Early in the story, Kay and Wilma cause an explosion in the chemistry lab at Carmont High School.  Kay absentmindedly places a chemical in the wrong location, and Wilma uses it without reading the label.  The explosion causes some damage, but the girls are fine.  There is really no point to the explosion, and it is an odd scene.

The explosion scene is atypical of the Kay Tracey series, since Kay and her friends never cause trouble or any kind of destruction.  I have no idea why the revisionist felt that this explosion was appropriate, since it has nothing to do with the story.  The revisionist should have had Ethel cause the explosion rather than Kay and Wilma.  The explosion is a complete anomaly.

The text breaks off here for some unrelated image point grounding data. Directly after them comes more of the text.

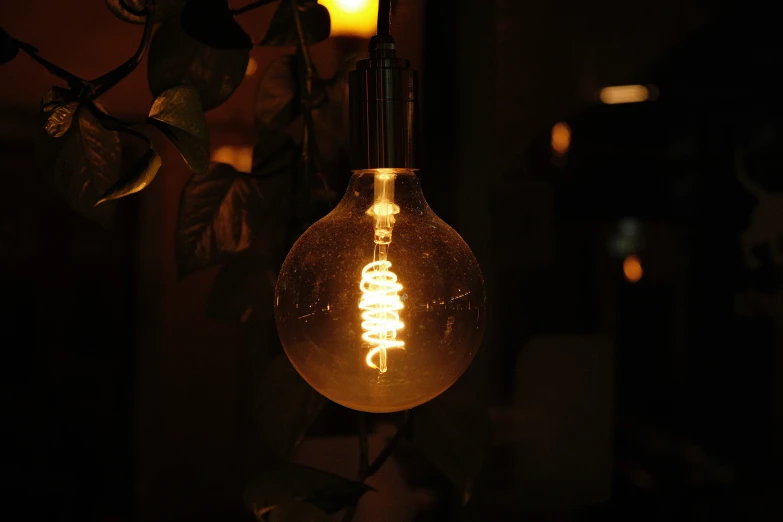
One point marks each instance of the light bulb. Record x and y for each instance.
(380, 305)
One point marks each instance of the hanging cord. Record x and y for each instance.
(384, 17)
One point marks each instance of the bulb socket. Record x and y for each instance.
(383, 101)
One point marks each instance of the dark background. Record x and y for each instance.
(655, 400)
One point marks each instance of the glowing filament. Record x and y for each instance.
(381, 304)
(380, 301)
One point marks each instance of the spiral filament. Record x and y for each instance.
(380, 302)
(381, 305)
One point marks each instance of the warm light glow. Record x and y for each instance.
(252, 67)
(381, 304)
(624, 94)
(561, 138)
(352, 17)
(380, 289)
(632, 268)
(241, 158)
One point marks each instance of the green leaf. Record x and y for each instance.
(163, 9)
(315, 19)
(452, 432)
(82, 164)
(8, 47)
(278, 95)
(177, 113)
(297, 512)
(211, 23)
(177, 59)
(58, 107)
(218, 217)
(136, 179)
(285, 483)
(285, 408)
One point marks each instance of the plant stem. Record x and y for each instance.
(250, 7)
(73, 81)
(109, 122)
(309, 143)
(364, 448)
(113, 77)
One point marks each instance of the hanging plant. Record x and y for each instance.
(246, 222)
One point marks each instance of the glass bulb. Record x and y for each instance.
(380, 305)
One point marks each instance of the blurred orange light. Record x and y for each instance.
(624, 94)
(632, 268)
(352, 17)
(241, 158)
(252, 67)
(561, 137)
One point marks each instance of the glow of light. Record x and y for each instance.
(252, 67)
(632, 268)
(381, 304)
(624, 94)
(561, 138)
(356, 18)
(241, 158)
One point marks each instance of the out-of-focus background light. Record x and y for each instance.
(252, 67)
(627, 94)
(632, 269)
(356, 18)
(561, 138)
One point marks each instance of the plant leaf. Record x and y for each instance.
(278, 95)
(211, 23)
(82, 164)
(286, 406)
(136, 179)
(8, 47)
(297, 512)
(177, 113)
(315, 19)
(177, 59)
(243, 290)
(58, 106)
(452, 432)
(281, 484)
(218, 217)
(163, 9)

In the revision, the basic story elements are the same, including a man after an inheritance, the search for Helene, the masquerade, and the red scarf.  However, the text of the story is completely different.  Both stories are enjoyable.  I enjoyed the original text much more this time than I did years ago, but I still feel that the revised text is an overall better story.


Jack Cleveland said...

I especially like Kay when Mildred started ghostwriting the series. I'm pulling my copy to see if I can read it quickly.

J F Norris said...

You're not exactly correct about all thieves being alike -- at least in the world of fiction. The "so-called gentleman crook" and a pickpocket are VERY different. A gentleman crook or gentleman thief is not a swindler at all. He's a very specific type of thief who never resorts to violence, who plans out his crimes with meticulous detail and timing, whose aim is to rob the rich and the corrupt in order to give back to the poor or to rob someone who has acquired something through immoral or criminal means and restore it to the owner or institution. The term is also used to describe clever con men who planned elaborate capers to outwit and ruin amoral criminals. A pickpocket is an opportunist who acts on the spur of the moment for personal profit. No real planning involved and no good deeds behind the thievery. Utterly different methods of committing crime. That's what the speaker of that quote means. If you read old adult crime books you'd recognize the term "gentleman thief" as a term that describes Simon Templar, Raffles, Jimmy Dale, the Gray Phantom, and dozens of others.